Battle of Bajaur a crucial test for Pakistan

TANG KHATA A massive battle with Islamist militants in an obscure Pakistani tribal region is proving to be pivotal to the countrys fight against Al-Qaeda and the Taliban, AFP reports.

The six-week army operation in the remote region of Bajaur on the Afghan border is suspected to have sparked furious extremists into bombing the Marriott Hotel in Islamabad just over a week ago, army officials say.

The military says Bajaur is where it faces the stiffest resistance since joining the US-led “war on terror” in 2001.

Troops backed by helicopter gunships and fighter jets have struggled to push forward in the face of bunkers, tunnel networks and organised defences constructed by extremists.

Several blown-up Pakistani tanks littered the roads during a recent trip for journalists arranged by the military. US-built Cobra gunships could be seen pounding insurgent positions with cannon.

“This is at the centre,” said Major General Tariq Khan, head of the paramilitary Frontier Corps force, which is leading the fighting.

The operation should be completed in another month and a half, Khan told reporters, but added “If we do not take any action it will become an independent agency spreading out terror in all directions.”The nuclear-armed nations new civilian government launched the Bajaur offensive in August, largely in response to US pressure to stop militants attacking foreign troops in Afghanistan.

The Pakistani military says that since then 1,000 extremists have been killed, including Al-Qaedas operational commander in Bajaur, Egyptian Abu Saeed Al-Masri. At least 27 troops have also died.

Pakistani security officials say it is the first time they have gone “full steam” since then-President Pervez Musharraf pushed troops into South Waziristan, the most southerly of the seven semi-autonomous tribal zones, in 2003 to tackle militants who fled the 2001 US-led invasion of Afghanistan.

Operations there and in North Waziristan ended in controversial peace deals with militants that angered Washington and allowed the rebels to regroup, increasingly in Bajaur.

There, followers of Osama bin Ladens deputy, Ayman al-Zawahiri, who escaped an air strike in Bajaur in 2006, joined forces with the Tehreek-e-Taliban Pakistan group of South Waziristan-based Baitullah Mehsud, officials say.

The former government blamed Mehsud for the December 2007 assassination of former premier Benazir Bhutto, wife of current President Asif Ali Zardari.

But the cost has been high in Bajaur.

“Pakistans army has never faced this level of resistance since it launched operations in the tribal areas (in 2003),” a senior military official told AFP on condition of anonymity.

“Every day fighter jets are used, every day Cobras are used, yet we cannot break their strongholds.” Dozens of civilians have died in the fighting, while about a third of Bajaurs population of one million has been displaced.

In the abandoned village of Tang Khata, where troops drove out insurgents blocking the road to Bajaurs main city of Khar, reporters saw gutted houses filled with debris and dried cornfields left unharvested.
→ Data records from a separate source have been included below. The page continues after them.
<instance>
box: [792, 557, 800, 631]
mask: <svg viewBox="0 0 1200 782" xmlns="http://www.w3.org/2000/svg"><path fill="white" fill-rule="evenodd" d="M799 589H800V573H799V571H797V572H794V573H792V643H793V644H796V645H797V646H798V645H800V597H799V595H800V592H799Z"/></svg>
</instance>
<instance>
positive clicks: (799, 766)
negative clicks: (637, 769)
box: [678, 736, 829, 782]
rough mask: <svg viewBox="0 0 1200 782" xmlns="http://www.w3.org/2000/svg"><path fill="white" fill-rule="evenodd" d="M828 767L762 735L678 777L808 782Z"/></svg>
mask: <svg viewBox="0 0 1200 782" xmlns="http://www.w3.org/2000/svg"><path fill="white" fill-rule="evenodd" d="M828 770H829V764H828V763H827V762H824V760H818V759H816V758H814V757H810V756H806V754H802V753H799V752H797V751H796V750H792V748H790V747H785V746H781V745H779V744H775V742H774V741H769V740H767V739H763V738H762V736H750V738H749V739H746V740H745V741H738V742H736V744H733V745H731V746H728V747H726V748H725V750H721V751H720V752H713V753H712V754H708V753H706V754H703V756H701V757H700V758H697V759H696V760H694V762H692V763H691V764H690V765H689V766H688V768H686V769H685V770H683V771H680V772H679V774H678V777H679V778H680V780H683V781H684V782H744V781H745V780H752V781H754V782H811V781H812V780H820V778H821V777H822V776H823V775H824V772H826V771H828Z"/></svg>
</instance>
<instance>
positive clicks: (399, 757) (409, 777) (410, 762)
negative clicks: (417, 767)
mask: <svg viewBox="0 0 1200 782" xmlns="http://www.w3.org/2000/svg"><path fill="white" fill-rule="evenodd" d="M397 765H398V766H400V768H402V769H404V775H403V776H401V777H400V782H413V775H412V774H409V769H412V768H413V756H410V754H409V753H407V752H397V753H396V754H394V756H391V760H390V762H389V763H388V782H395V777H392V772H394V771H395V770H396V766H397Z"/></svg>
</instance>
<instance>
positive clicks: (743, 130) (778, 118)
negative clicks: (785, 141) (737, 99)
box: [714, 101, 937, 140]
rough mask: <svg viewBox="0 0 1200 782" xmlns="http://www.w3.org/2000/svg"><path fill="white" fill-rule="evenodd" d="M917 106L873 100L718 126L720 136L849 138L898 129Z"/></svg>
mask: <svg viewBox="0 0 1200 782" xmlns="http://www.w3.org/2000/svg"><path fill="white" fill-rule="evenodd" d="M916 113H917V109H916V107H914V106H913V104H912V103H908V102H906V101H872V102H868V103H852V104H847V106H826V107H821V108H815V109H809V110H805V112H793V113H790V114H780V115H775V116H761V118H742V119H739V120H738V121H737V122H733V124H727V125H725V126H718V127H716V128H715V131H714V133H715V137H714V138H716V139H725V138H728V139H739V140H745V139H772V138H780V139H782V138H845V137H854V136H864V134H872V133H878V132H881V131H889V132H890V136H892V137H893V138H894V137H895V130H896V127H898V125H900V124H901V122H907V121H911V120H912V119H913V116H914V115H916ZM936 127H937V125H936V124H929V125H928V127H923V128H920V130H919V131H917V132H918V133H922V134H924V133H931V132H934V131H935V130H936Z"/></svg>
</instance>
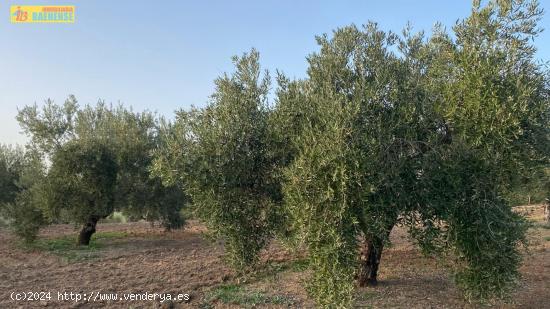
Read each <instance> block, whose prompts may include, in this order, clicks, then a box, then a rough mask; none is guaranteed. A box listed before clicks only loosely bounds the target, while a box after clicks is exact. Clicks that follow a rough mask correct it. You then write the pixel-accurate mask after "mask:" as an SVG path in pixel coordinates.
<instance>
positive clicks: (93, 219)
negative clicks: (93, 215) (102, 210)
mask: <svg viewBox="0 0 550 309" xmlns="http://www.w3.org/2000/svg"><path fill="white" fill-rule="evenodd" d="M97 221H99V218H98V217H90V218H89V219H88V222H86V224H84V227H83V228H82V230H81V231H80V234H79V235H78V244H79V245H81V246H88V245H89V244H90V239H91V238H92V235H93V234H94V233H95V226H96V225H97Z"/></svg>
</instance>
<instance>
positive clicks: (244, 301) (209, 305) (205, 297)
mask: <svg viewBox="0 0 550 309" xmlns="http://www.w3.org/2000/svg"><path fill="white" fill-rule="evenodd" d="M212 302H221V303H224V304H231V305H240V306H245V307H253V306H256V305H260V304H275V305H292V304H294V300H293V299H292V298H290V297H287V296H284V295H275V296H269V295H266V294H265V293H264V292H260V291H250V290H248V289H245V288H244V287H242V286H239V285H235V284H227V285H220V286H218V287H215V288H213V289H212V290H211V291H210V292H209V293H208V294H207V295H206V297H205V302H204V303H203V304H202V305H201V308H212V307H211V306H212Z"/></svg>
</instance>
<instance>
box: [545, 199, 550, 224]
mask: <svg viewBox="0 0 550 309" xmlns="http://www.w3.org/2000/svg"><path fill="white" fill-rule="evenodd" d="M544 220H545V221H546V223H548V224H550V199H546V200H545V201H544Z"/></svg>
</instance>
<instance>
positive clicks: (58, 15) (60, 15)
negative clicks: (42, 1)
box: [10, 5, 75, 24]
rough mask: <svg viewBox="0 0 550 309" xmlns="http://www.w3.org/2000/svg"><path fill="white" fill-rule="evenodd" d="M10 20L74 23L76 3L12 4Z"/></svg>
mask: <svg viewBox="0 0 550 309" xmlns="http://www.w3.org/2000/svg"><path fill="white" fill-rule="evenodd" d="M10 21H11V22H12V23H15V24H19V23H74V21H75V7H74V5H12V6H11V8H10Z"/></svg>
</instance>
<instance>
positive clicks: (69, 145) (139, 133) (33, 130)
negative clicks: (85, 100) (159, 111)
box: [17, 96, 186, 244]
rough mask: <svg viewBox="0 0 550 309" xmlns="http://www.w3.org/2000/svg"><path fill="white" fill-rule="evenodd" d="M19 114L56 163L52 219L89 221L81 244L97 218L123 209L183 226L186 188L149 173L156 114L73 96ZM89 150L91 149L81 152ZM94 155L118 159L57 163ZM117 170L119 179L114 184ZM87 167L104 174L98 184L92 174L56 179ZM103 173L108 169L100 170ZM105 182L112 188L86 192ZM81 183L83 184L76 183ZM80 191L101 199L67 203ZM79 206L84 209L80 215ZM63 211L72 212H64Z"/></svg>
mask: <svg viewBox="0 0 550 309" xmlns="http://www.w3.org/2000/svg"><path fill="white" fill-rule="evenodd" d="M17 118H18V120H19V122H20V124H21V126H22V127H23V129H24V130H25V132H26V133H27V134H28V135H30V137H31V144H30V147H32V148H34V149H36V150H37V151H38V152H39V153H40V154H41V156H42V159H43V160H44V161H51V162H52V166H51V168H50V169H49V170H48V176H47V178H48V179H49V183H50V186H49V187H48V188H49V190H50V191H51V192H50V193H51V194H50V195H51V196H50V197H52V198H50V199H49V201H50V203H49V204H48V205H47V207H46V208H49V210H48V211H47V214H48V216H49V218H50V219H51V220H52V221H54V220H55V219H56V216H62V217H64V218H65V220H68V221H70V222H74V223H77V224H81V223H83V224H85V226H84V228H83V232H82V233H81V236H82V237H81V238H80V241H79V242H80V243H81V244H88V243H89V237H90V236H91V234H93V232H94V231H95V225H96V223H97V221H98V220H99V219H101V218H104V217H106V216H108V215H110V214H111V213H112V212H113V211H114V210H118V211H123V212H125V213H127V214H128V215H130V216H131V217H133V218H138V219H141V218H143V219H147V220H150V221H156V220H159V221H161V223H162V225H163V226H164V227H165V228H166V229H171V228H180V227H182V226H183V220H182V218H181V216H180V214H179V210H180V209H181V208H182V206H183V205H184V203H185V201H186V198H185V196H184V194H183V192H182V190H181V189H179V188H177V187H175V186H173V187H166V186H164V185H163V184H162V182H161V180H160V179H159V178H155V177H152V176H151V173H150V168H151V163H152V158H153V157H152V156H153V151H154V150H155V149H156V148H157V147H159V140H158V138H157V137H158V133H157V132H158V129H159V127H158V126H159V120H158V118H157V117H155V115H154V114H152V113H150V112H143V113H135V112H133V111H131V110H128V109H126V108H125V107H123V106H117V107H110V106H107V105H105V104H104V103H103V102H99V103H98V104H97V105H96V106H90V105H86V106H84V107H83V108H80V107H79V106H78V104H77V101H76V99H75V98H74V97H73V96H71V97H69V99H68V100H67V101H66V102H65V103H64V104H63V105H61V106H60V105H56V104H55V103H53V102H52V101H50V100H48V101H46V104H45V105H44V106H43V108H42V109H41V110H40V109H39V108H38V106H36V105H34V106H27V107H25V108H23V109H22V110H21V111H20V112H19V115H18V117H17ZM70 151H76V152H80V153H81V157H76V156H75V157H74V158H71V157H70V155H69V154H68V153H67V152H70ZM85 151H89V152H90V154H84V153H82V152H85ZM96 157H105V158H106V159H107V160H111V159H112V160H114V161H113V162H114V163H113V164H112V166H111V165H110V167H111V168H100V169H98V170H95V171H84V170H81V169H82V168H84V169H85V168H88V167H87V166H84V167H82V166H80V165H79V164H78V163H75V164H64V163H57V165H56V164H54V163H55V162H59V161H61V162H62V161H65V160H71V159H74V160H92V158H96ZM73 163H74V162H73ZM111 163H112V162H111ZM111 163H109V164H111ZM106 164H107V163H106ZM89 168H95V167H94V166H90V167H89ZM71 169H72V170H71ZM113 171H114V172H115V182H114V183H112V184H111V182H110V181H111V180H110V179H111V177H112V172H113ZM88 172H90V173H95V174H94V175H95V176H97V177H100V179H97V181H98V183H95V184H92V183H88V182H91V181H92V179H82V181H81V182H74V183H71V184H63V183H62V182H61V180H60V179H57V177H60V176H59V175H62V177H64V176H67V177H69V176H70V175H71V173H72V175H73V176H75V175H76V176H78V175H81V174H82V173H88ZM100 172H105V173H107V174H105V175H99V174H98V173H100ZM101 177H103V178H101ZM104 182H107V183H109V184H111V185H112V188H108V190H107V188H104V189H105V190H107V191H104V192H103V193H102V194H99V195H97V194H92V195H86V194H85V193H86V192H88V190H89V188H92V187H93V186H94V185H95V186H96V187H97V186H103V185H104ZM53 184H57V185H59V186H60V187H59V188H57V187H56V186H55V185H53ZM77 185H82V186H84V187H82V188H77V187H75V186H77ZM68 188H70V189H71V190H74V192H75V193H74V194H73V195H66V196H65V195H63V194H59V192H61V191H62V190H66V189H67V190H68ZM60 190H61V191H60ZM98 192H100V191H98ZM78 194H83V195H82V196H81V198H87V199H92V198H98V200H95V201H92V200H90V201H89V203H90V205H91V206H90V205H88V206H86V205H85V204H84V203H81V202H78V203H74V204H70V205H69V204H67V203H69V200H70V199H78V197H77V195H78ZM111 194H112V196H111ZM64 198H66V201H65V202H63V199H64ZM98 203H105V204H104V205H99V204H98ZM68 210H70V211H68ZM78 210H80V211H81V212H80V213H79V215H77V213H78ZM64 213H70V215H68V216H63V214H64ZM84 230H87V231H88V232H84Z"/></svg>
Meanwhile analysts say the militants have also appeared to spread the violence back into “mainland Pakistan” with the suicide truck bomb attack on the Islamabad Marriott, which left at least 60 people dead.

The rebels cannot afford to lose Bajaurs strategic location.

To the east is the restive former tourist region of Swat, and trouble is flaring south, through Mohmand tribal area, into the major city of Peshawar.
On the Afghan side is a long frontier with the Taliban hotspot of Kunar province.

US Defence Secretary Robert Gates said earlier this month that Washington was “encouraged” by the Bajaur operation, but US military incursions into Pakistan have in fact increased since it began.

Pakistani military chief General Ashfaq Kayani urged US counterpart Admiral Mike Mullen to show “patience” with his strategy of tackling Bajaur-based militants who are hitting targets in Pakistan.

After that the focus will be on Waziristan for the main anti-US extremists, officials said.